ROANOKE TIMES

                         Roanoke Times
                 Copyright (c) 1995, Landmark Communications, Inc.

DATE: FRIDAY, August 26, 1994                   TAG: 9408260079
SECTION: NATIONAL/INTERNATIONAL                    PAGE: A2   EDITION: METRO 
SOURCE: ASSOCIATED PRESS
DATELINE: SAN FRANCISCO                                 LENGTH: Medium


MODEL ADOPTION ACT PROTECTS CHILDREN

While the Baby Jessica and Baby Richard cases moved through the courts and the tabloids, a group of judges and lawyers crafted a model law they hope will prevent similarly agonizing adoption cases.

``The act is radical. It places the welfare of children at its center,'' said Joan Heifetz Hollinger, the act's drafter and a law professor at the University of California-Berkeley.

Provisions of the Uniform Adoption Act, approved Aug. 4 by the National Conference of Commissioners on Uniform State Laws, include:

Biological fathers would have 30 days to make a parental claim after the proposed adoption of their child.

Birth mothers would have eight days to change their minds after giving up a child.

Adoptions could not be denied on the basis of the race or ethnicity of the adoptive parents or children.

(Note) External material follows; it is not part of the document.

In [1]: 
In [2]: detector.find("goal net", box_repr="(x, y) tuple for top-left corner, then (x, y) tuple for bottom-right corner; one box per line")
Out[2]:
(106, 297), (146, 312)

The act goes to the American Bar Association for review, then will be sent to each state with a recommendation that it be considered for enactment.

In the Baby Jessica case, the child was taken from adoptive parents who had raised her for two years and returned to her birth mother and father. The birth mother named the wrong man as father, so the child's biological father had not given up his parental rights.

In the Baby Richard case, the now 3 1/2-year-old Chicago child's biological father is attempting to gain custody. The child's mother put him up for adoption and told the father he had died.

``If we do everything which is reasonably possible to notify and obtain the consent of that biological parent, that's all we can ask of the system. The child's interest in secure and permanent placement becomes at a certain point the most important issue,'' said Rhoda Billings, a law professor at Wake Forest University and a member of the group that drafted the act.

``If the birth mother or a lawyer or an agency is the one who lied to you, sue them for fraud and deceit. Someone may have a legal right to be a parent, but that does not mean that the remedy for violating that right should be human flesh - the baby,'' Hollinger said.